Direktur Jenderal Pengawasan Sumber Daya Kelautan dan Perikanan (PSDKP) Eko Djalmo Asmadi di Jakarta, Selasa (30/5/2017, menjelaskan, proses pemulangan tujuh nelayan tersebut juga melibatkan Ditjen PSDKP bersama Konsulat Jenderal (Konjen) Republik Indonesia untuk Australia di Darwin.
Ketujuh nelayan yang dipulangkan tersebut, adalah Yuyun, Ayumin, Tami, Ical, Suardin Mbala, Yadi, dan La Zaludi. Mereka adalah warga Desa Maginti, Kabupaten Muna, Sulawesi Tenggara. Ketujuhnya adalah awak kapal KM Koguno yang berbendera Indonesia dan ditangkap oleh otoritas Australia karena tuduhan melakukan kegiatan penangkapan ikan tanpa ijin di perairan Australia.
Menurut Eko, Yuyun dan Ayumin dipulangkan lebih dulu pada 19 Mei. Sementara, kelima nelayan lainnya dipulangkan pada 26 Mei atau berselang tujuh hari kemudian. Mereka semua, kata dia, dipulangkan dari Darwin ke Indonesia melalui Bandara Ngurah Rai di Denpasar, Bali.
(baca : Catatan 2015 : Perlindungan Nelayan Masih Lemah)
“Setelah tiba di Indonesia, mereka dipulangkan menggunakan pesawat menuju Kendari, Sulawesi Tenggara. Di Kendari, mereka diserahkan langsung kepada pihak keluarga,” jelas dia.
Pemulangan tujuh nelayan tersebut, ungkap Eko, merupakan bagian dari program pemulangan nelayan yang dilaksanakan pada tahun ini. Total, hingga saat ini sudah ada 13 nelayan yang berhasil dipulangkan Pemerintah Indonesia dari Australia ke berbagai provinsi di Tanah Air.
“Ini dilakukan KKP bekerjasama dengan Kemenlu sejak diterbitkannya Instruksi Presiden Nomor 15 Tahun 2011 tentang Perlindungan Nelayan,” tutur dia.
Selain memulangkan nelayan Indonesia, Eko menyebutkan, Pemerintah juga membantu pemulangan nelayan luar negeri yang bermasalah di perairan Indonesia. Sepanjang 2016, kata dia, nelayan yang dipulangkan sebanyak 115 nelayan, yang terdiri dari 80 orang dari Malaysia, 28 orang dari Australia, dan 7 orang dari Thailand.

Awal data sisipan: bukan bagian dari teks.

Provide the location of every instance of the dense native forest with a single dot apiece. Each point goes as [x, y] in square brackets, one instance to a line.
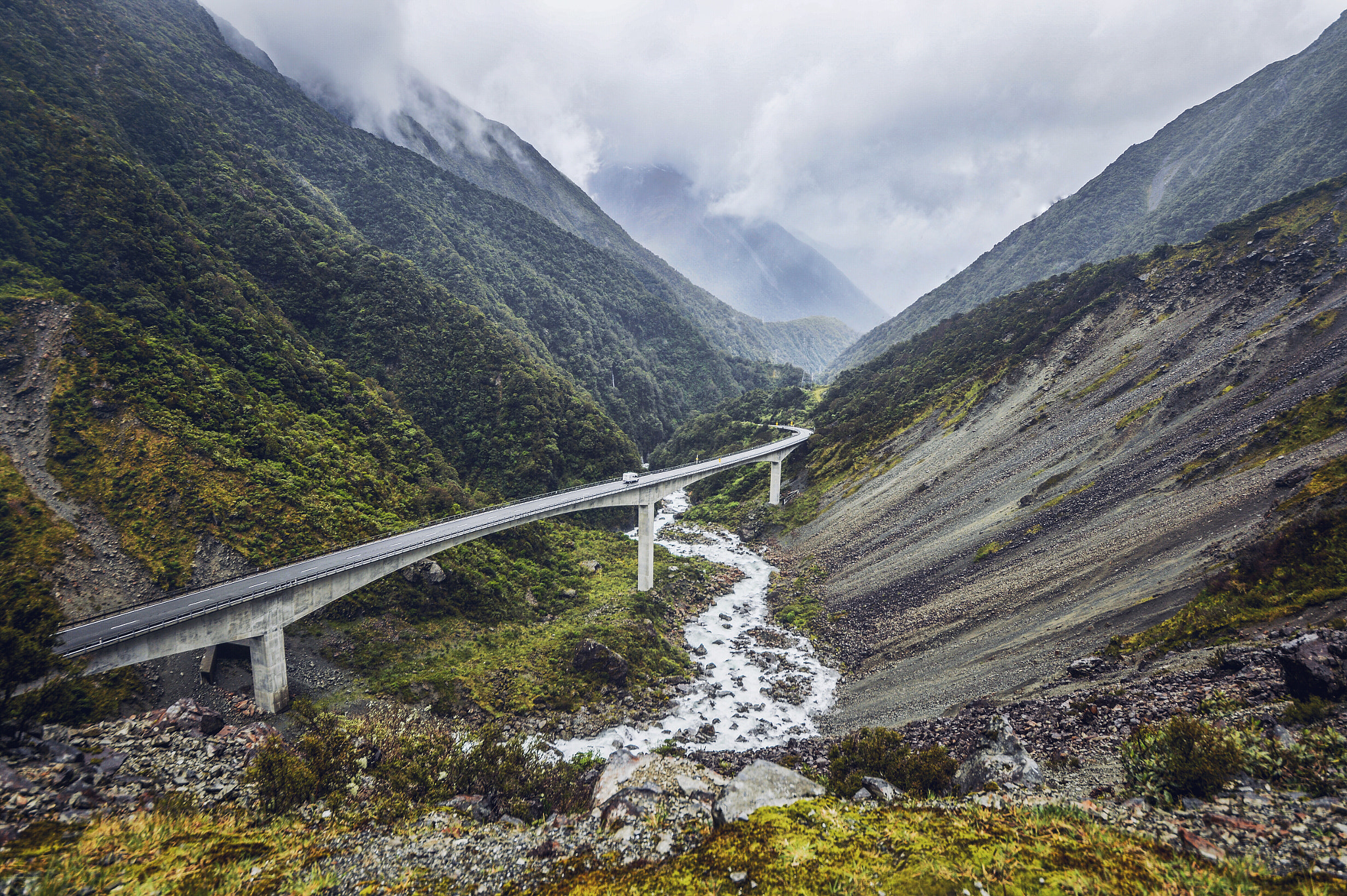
[287, 334]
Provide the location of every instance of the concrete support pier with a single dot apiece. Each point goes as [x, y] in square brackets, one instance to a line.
[646, 548]
[271, 684]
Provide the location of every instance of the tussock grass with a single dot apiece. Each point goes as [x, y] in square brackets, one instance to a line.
[825, 847]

“Sementara sejak Januari hingga 26 Mei 2017 tercatat KKP bersama Kementerian Luar Negeri berhasil memulangkan 13 nelayan Indonesia dari Australia,” jelas dia.
Pemulangan dari Vietnam
Saat Indonesia berhasil memulangkan nelayan dari Australia, upaya yang sama juga dilakukan untuk memulangkan awak kapal pengawas (AKP) Perikanan bernama Danang Gunawan Wibisono dari Vietnam. Dia dipulangkan pada Senin (29/5/2017).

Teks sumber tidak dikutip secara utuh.